Australia's most successful software startup prides itself on its "atypical go-to-market model", said Atlassian's global channel chief, Martin Musierowicz.
Central to this philosophy is that Atlassian does not employ traditional salespeople, which is where partners come in.
"Atlassian views the channel as our field organisation. We don't have people in the field – we have people answering enquiries that come into the website but the partners know their region," Musierowicz said.
Many of these partners build their businesses around consulting services, added Musierowicz, who spoke to CRN on the eve of its partner awards, which included several Australian winners.
Atlassian announced the revamp of its partner program at its 2016 summit, with the changes coming into effect at the start of 2017. Partners have this calendar year to get up to speed.
Under the old model, tiering was based purely on revenue: platinum status had a $250,000 target, gold was $100,000 and silver was $50,000.
"[But] instead of the channel being focused on the traditional sales initiatives, we want to ensure they are educated around our products and platforms in region," Musierowicz said.

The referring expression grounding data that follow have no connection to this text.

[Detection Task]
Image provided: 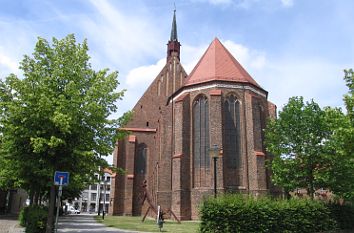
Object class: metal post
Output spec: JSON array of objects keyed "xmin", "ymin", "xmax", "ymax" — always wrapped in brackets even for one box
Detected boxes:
[
  {"xmin": 210, "ymin": 144, "xmax": 219, "ymax": 198},
  {"xmin": 214, "ymin": 156, "xmax": 217, "ymax": 198},
  {"xmin": 102, "ymin": 176, "xmax": 106, "ymax": 220},
  {"xmin": 54, "ymin": 177, "xmax": 63, "ymax": 233},
  {"xmin": 97, "ymin": 172, "xmax": 101, "ymax": 215}
]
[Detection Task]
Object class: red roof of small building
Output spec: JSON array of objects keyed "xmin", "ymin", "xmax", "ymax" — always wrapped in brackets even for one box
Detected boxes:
[{"xmin": 184, "ymin": 38, "xmax": 261, "ymax": 88}]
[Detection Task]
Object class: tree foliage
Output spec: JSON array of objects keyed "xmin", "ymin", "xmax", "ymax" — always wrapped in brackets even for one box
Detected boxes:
[
  {"xmin": 265, "ymin": 70, "xmax": 354, "ymax": 201},
  {"xmin": 0, "ymin": 34, "xmax": 127, "ymax": 202},
  {"xmin": 322, "ymin": 69, "xmax": 354, "ymax": 200},
  {"xmin": 265, "ymin": 97, "xmax": 330, "ymax": 198}
]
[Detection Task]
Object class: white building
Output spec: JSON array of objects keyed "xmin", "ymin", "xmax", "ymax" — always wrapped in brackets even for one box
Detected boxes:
[{"xmin": 75, "ymin": 170, "xmax": 112, "ymax": 213}]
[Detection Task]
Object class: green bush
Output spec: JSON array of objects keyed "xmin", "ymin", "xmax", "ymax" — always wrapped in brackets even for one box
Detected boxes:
[
  {"xmin": 18, "ymin": 205, "xmax": 48, "ymax": 233},
  {"xmin": 19, "ymin": 206, "xmax": 30, "ymax": 227},
  {"xmin": 199, "ymin": 195, "xmax": 337, "ymax": 233},
  {"xmin": 327, "ymin": 202, "xmax": 354, "ymax": 230}
]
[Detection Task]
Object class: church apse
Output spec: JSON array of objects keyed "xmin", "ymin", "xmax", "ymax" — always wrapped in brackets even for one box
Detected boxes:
[{"xmin": 109, "ymin": 10, "xmax": 277, "ymax": 220}]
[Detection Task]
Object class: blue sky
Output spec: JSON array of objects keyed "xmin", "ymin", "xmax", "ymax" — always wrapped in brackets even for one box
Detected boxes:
[{"xmin": 1, "ymin": 0, "xmax": 353, "ymax": 161}]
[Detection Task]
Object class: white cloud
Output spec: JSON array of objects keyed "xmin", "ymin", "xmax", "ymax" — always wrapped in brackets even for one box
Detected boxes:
[
  {"xmin": 182, "ymin": 43, "xmax": 209, "ymax": 73},
  {"xmin": 209, "ymin": 0, "xmax": 233, "ymax": 5},
  {"xmin": 253, "ymin": 58, "xmax": 347, "ymax": 109},
  {"xmin": 191, "ymin": 0, "xmax": 295, "ymax": 8},
  {"xmin": 0, "ymin": 22, "xmax": 34, "ymax": 79},
  {"xmin": 223, "ymin": 40, "xmax": 266, "ymax": 70},
  {"xmin": 0, "ymin": 52, "xmax": 18, "ymax": 75},
  {"xmin": 126, "ymin": 59, "xmax": 165, "ymax": 87},
  {"xmin": 78, "ymin": 0, "xmax": 164, "ymax": 71},
  {"xmin": 280, "ymin": 0, "xmax": 294, "ymax": 7},
  {"xmin": 190, "ymin": 0, "xmax": 233, "ymax": 5}
]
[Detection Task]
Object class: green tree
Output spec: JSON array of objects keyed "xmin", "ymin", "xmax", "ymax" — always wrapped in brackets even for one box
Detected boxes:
[
  {"xmin": 322, "ymin": 70, "xmax": 354, "ymax": 201},
  {"xmin": 344, "ymin": 69, "xmax": 354, "ymax": 122},
  {"xmin": 0, "ymin": 34, "xmax": 127, "ymax": 232},
  {"xmin": 265, "ymin": 71, "xmax": 354, "ymax": 201},
  {"xmin": 265, "ymin": 97, "xmax": 331, "ymax": 198}
]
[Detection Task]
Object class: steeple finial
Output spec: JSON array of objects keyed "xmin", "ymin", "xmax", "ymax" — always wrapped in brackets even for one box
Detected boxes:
[{"xmin": 170, "ymin": 9, "xmax": 178, "ymax": 42}]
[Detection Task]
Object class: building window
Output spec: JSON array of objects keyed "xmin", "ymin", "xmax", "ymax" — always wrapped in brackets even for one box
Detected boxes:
[
  {"xmin": 91, "ymin": 193, "xmax": 97, "ymax": 201},
  {"xmin": 90, "ymin": 184, "xmax": 97, "ymax": 190},
  {"xmin": 82, "ymin": 192, "xmax": 88, "ymax": 200},
  {"xmin": 193, "ymin": 95, "xmax": 210, "ymax": 187},
  {"xmin": 252, "ymin": 98, "xmax": 264, "ymax": 152},
  {"xmin": 105, "ymin": 194, "xmax": 110, "ymax": 201},
  {"xmin": 223, "ymin": 95, "xmax": 241, "ymax": 168},
  {"xmin": 135, "ymin": 143, "xmax": 147, "ymax": 174}
]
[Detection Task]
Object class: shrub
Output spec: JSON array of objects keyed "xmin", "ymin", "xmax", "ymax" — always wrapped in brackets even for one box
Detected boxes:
[
  {"xmin": 18, "ymin": 205, "xmax": 48, "ymax": 233},
  {"xmin": 327, "ymin": 202, "xmax": 354, "ymax": 230},
  {"xmin": 199, "ymin": 195, "xmax": 337, "ymax": 233},
  {"xmin": 19, "ymin": 206, "xmax": 30, "ymax": 227}
]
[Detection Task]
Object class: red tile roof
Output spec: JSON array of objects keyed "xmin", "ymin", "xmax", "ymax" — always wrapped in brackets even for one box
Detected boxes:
[{"xmin": 184, "ymin": 38, "xmax": 261, "ymax": 88}]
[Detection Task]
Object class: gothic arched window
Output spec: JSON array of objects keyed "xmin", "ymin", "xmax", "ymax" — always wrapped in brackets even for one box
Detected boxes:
[
  {"xmin": 135, "ymin": 143, "xmax": 147, "ymax": 174},
  {"xmin": 193, "ymin": 95, "xmax": 210, "ymax": 187},
  {"xmin": 252, "ymin": 98, "xmax": 264, "ymax": 152},
  {"xmin": 223, "ymin": 95, "xmax": 241, "ymax": 168}
]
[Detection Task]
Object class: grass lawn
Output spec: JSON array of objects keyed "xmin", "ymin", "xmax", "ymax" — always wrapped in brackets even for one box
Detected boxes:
[{"xmin": 95, "ymin": 215, "xmax": 200, "ymax": 233}]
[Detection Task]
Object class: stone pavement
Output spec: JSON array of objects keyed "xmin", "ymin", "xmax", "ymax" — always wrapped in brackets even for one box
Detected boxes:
[
  {"xmin": 0, "ymin": 215, "xmax": 25, "ymax": 233},
  {"xmin": 57, "ymin": 214, "xmax": 142, "ymax": 233}
]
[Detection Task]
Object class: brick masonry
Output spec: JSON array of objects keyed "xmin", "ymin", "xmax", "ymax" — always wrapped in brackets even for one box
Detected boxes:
[{"xmin": 109, "ymin": 39, "xmax": 277, "ymax": 220}]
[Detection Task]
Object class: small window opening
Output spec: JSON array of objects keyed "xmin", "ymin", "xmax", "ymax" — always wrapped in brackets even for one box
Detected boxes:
[{"xmin": 146, "ymin": 122, "xmax": 149, "ymax": 127}]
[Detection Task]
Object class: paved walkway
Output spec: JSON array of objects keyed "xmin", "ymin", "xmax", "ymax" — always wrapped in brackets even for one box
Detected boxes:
[
  {"xmin": 0, "ymin": 215, "xmax": 25, "ymax": 233},
  {"xmin": 57, "ymin": 214, "xmax": 140, "ymax": 233}
]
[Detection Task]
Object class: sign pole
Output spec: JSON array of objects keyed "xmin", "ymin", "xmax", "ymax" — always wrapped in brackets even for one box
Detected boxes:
[
  {"xmin": 102, "ymin": 178, "xmax": 106, "ymax": 219},
  {"xmin": 54, "ymin": 177, "xmax": 63, "ymax": 233}
]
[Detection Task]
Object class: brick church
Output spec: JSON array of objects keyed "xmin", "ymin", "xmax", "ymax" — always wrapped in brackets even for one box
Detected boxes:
[{"xmin": 109, "ymin": 11, "xmax": 277, "ymax": 220}]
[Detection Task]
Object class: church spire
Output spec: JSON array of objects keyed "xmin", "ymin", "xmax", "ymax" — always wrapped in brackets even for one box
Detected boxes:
[
  {"xmin": 170, "ymin": 10, "xmax": 178, "ymax": 41},
  {"xmin": 167, "ymin": 9, "xmax": 180, "ymax": 61}
]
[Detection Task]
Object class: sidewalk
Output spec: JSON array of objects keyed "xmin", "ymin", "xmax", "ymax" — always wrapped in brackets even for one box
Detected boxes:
[
  {"xmin": 57, "ymin": 214, "xmax": 140, "ymax": 233},
  {"xmin": 0, "ymin": 215, "xmax": 25, "ymax": 233}
]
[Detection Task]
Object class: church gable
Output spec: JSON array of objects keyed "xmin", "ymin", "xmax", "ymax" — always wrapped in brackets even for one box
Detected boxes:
[{"xmin": 127, "ymin": 56, "xmax": 187, "ymax": 130}]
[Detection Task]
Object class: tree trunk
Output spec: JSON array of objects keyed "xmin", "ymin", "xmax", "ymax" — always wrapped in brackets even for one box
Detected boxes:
[
  {"xmin": 285, "ymin": 191, "xmax": 291, "ymax": 200},
  {"xmin": 29, "ymin": 188, "xmax": 34, "ymax": 206},
  {"xmin": 46, "ymin": 185, "xmax": 56, "ymax": 233},
  {"xmin": 39, "ymin": 192, "xmax": 42, "ymax": 205},
  {"xmin": 307, "ymin": 169, "xmax": 315, "ymax": 199},
  {"xmin": 34, "ymin": 189, "xmax": 39, "ymax": 206}
]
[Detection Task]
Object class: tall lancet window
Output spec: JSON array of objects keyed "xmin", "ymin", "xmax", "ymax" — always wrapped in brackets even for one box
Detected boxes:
[
  {"xmin": 193, "ymin": 95, "xmax": 210, "ymax": 187},
  {"xmin": 135, "ymin": 143, "xmax": 147, "ymax": 175},
  {"xmin": 223, "ymin": 95, "xmax": 241, "ymax": 168},
  {"xmin": 252, "ymin": 98, "xmax": 264, "ymax": 152}
]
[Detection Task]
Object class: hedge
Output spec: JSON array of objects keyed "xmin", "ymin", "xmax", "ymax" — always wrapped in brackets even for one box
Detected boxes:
[
  {"xmin": 19, "ymin": 205, "xmax": 48, "ymax": 233},
  {"xmin": 327, "ymin": 202, "xmax": 354, "ymax": 230},
  {"xmin": 199, "ymin": 195, "xmax": 337, "ymax": 233}
]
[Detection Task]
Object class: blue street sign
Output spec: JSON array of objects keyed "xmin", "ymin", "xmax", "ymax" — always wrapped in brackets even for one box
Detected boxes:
[{"xmin": 54, "ymin": 171, "xmax": 70, "ymax": 186}]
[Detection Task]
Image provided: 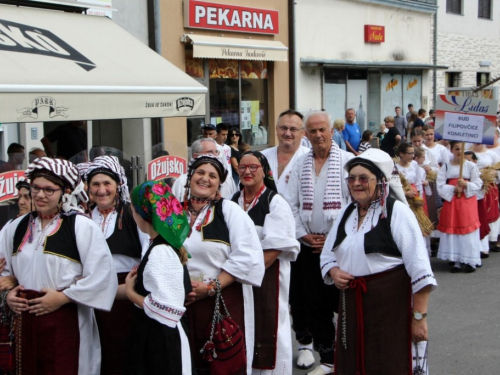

There was a clash – Atlassian was telling partners it wanted them to deliver the best outcomes for customers, but "we will judge you on how much licence revenue you drive for us".
The new program is based solely on a company's accredited professionals, each of whom must hold two certificates. Platinum partners must employ at least eight accredited professionals, gold must employ four, and silver need one.
"For a partner to move up our ranks, it is based on how many certified individuals they have on their team. They have engineering staff and technical resources who understand the product – that is our goal," Musierowicz said.
He was less excited about another change that took place last year – a decision to rebrand Atlassian's moniker for channel partners, 'Experts', who are now called 'solution partners'.
"When I joined, one thing that attracted me was the Expert name was quirky – Atlassian does things differently. The fact you are an Expert is a lot of fun," Musierowicz said.
"But the problem we ran into was Atlassian thought it was great and quirky but customers were confused on what an Expert was. We got a lot of feedback on solution partners having to explain what their role is because Expert did not describe it well enough."
The decision to rebrand Experts "was customer-driven", he told CRN.
"That was one thing I felt I would get pushback from partners, but everyone realised that having the conversation with the customer, you want to simplify that as much as possible."
Overnight, Sydney-based Glintech was named one of Atlassian's regional partners of the year based on customer growth, the only service provider among the 16 award categories.
Glintech, which is a platinum Atlassian partner, was No.41 in the 2016 CRN Fast50, growing at 33.3 percent to hit $12 million for the year to 30 June 2016.
Three Australian independent software companies were also recognised among the Atlassian's marketplace awards.
Good Software Co was named best new vendor, Code Barrel for Automation for JIRA was recognised for fastest-server growth, and ProjectBalm won most innovative market place vendor with Risk Register.